To combat this worry, Microsoft recommends companies create a dedicated workstation for AD work. This would be locked down in a secure location with the inability to browse the internet or complete other work tasks, making it a device that solely handles AD administration. It’s a physically laptop that remains physically secure.


“That’s exactly what the best practice says: you should have a safe place—which is the only place where the keys are used. And that’s what this idea of an admin workstation is all about,” said Dan Backman, director of technical marketing at Skyport Systems.


This practice is great in theory, but Shan explained it’s difficult for implementation, tough to determine if a device is even clean to begin with, and a struggle to continuously prove it’s not compromised. To do so, so many tools—and lots of manpower—would be needed to maintain this workstation and keep patches current and make sure no one else is using it.

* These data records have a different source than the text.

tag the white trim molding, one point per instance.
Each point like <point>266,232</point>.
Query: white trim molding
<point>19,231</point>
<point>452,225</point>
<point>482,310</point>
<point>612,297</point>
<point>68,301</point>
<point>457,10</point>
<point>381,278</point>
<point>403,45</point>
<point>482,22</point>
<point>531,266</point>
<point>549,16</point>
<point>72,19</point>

“There’s a lot of work to maintain one of these,” Backman said. “Oh and then, by the way, if this the only place where you’re allowed to log in as domain admin through group policy, if this is a physical box this means you have to go to the box.” He gives the example of needing to make a fix in an emergency or last minute when you’re at home, an hour from the office. In that situation, what do you do?


A fix for this dilemma of time and resources needed to properly and continuously secure AD is to invest in a separate tier that will segregate duties and be cut off from the IT infrastructure, Shan suggested. Services like Skyport Systems that are hyper-converged and easily managed provide a cloud management service experience that would keep the environment secur, operational, and give admins the tools they need to manage their AD. Tools like this would act as an intermediary, allowing for:

  • Instant implementation
  • Up-to-date tools
  • Immediate deployment
  • Integrated services


Having a “middleman” enables companies to keep data on premises with the ability to reach out to the cloud for telemetry checks. Companies can then implement new policies for security and data in a centralized way. It also reduces the cost of integration and maintenance in keeping up with all the external tools that would be needed to keep AD secure without the interim software.


Consider, for example, what happened this week with Verizon. Data was moved to the cloud and a rule was set by a sole employee that allowed account information to be exposed to the internet. Backman explained this is the risk when moving information to the cloud without an intermediary gatekeeper.


“The cloud makes it easy to deploy work, but there’s a default allow. This is an easy mistake to make,” Backman said.